This study addresses the challenges in multi-omics cancer subtype classification arising from heterogeneous data quality and noise across modalities. Conventional graph-based methods often fail to reliably model patient similarity due to the tight coupling of modality weighting and classification objectives. To overcome this, the authors propose CMGL, a two-stage framework that first estimates sample-wise, modality-specific confidence scores using evidential deep learning and then leverages these frozen confidence scores to guide cross-omics fusion and graph construction, thereby decoupling reliability assessment from graph learning. Notably, CMGL introduces sample-level modality confidence as an independent prior, effectively mitigating the adverse influence of low-quality modalities on graph topology and message passing.
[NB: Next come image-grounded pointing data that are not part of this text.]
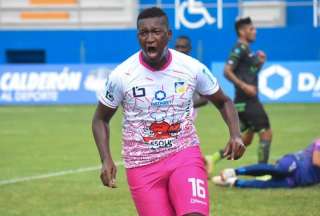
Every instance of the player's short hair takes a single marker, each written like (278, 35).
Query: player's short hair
(184, 37)
(240, 23)
(152, 12)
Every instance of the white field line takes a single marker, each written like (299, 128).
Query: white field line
(53, 174)
(61, 173)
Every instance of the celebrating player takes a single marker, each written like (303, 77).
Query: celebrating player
(163, 162)
(242, 69)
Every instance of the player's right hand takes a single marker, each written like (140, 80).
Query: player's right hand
(249, 90)
(108, 173)
(261, 56)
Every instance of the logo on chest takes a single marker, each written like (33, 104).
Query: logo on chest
(160, 99)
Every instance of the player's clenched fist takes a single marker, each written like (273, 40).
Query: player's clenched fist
(108, 174)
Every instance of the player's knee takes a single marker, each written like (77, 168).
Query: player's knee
(266, 135)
Evaluated on four single-cancer tasks, CMGL achieves an average accuracy improvement of 4.03% over the strongest baseline, successfully recapitulates the PAM50 breast cancer subtypes, and demonstrates zero-shot transferability to kidney cancer with significant prognostic stratification.
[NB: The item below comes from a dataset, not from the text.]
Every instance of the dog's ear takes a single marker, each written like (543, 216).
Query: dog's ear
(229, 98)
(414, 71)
Motivation: Multi-omics integration can improve cancer subtyping, but modality informativeness and noise vary across cancer types and patients. Existing graph-based methods optimize modality weights jointly with the classification objective and therefore lack independent reliability estimates, so low-quality omics distort patient similarity graphs and amplify noise through message passing. Results: We propose CMGL, a two-stage framework that estimates per-sample modality reliability through evidential deep learning and uses the frozen confidence scores to guide cross-omics fusion and graph construction. On four MLOmics cancer-subtype tasks and the 32-class pan-cancer task, CMGL consistently improves over the strongest baseline, surpassing it by 4.03% in average accuracy on the four single-cancer tasks. Its representations recover the PAM50 intrinsic subtypes of breast invasive carcinoma (BRCA), and the BRCA-trained model transfers without fine-tuning to kidney renal clear cell carcinoma (KIRC), stratifying patients into prognostically distinct groups.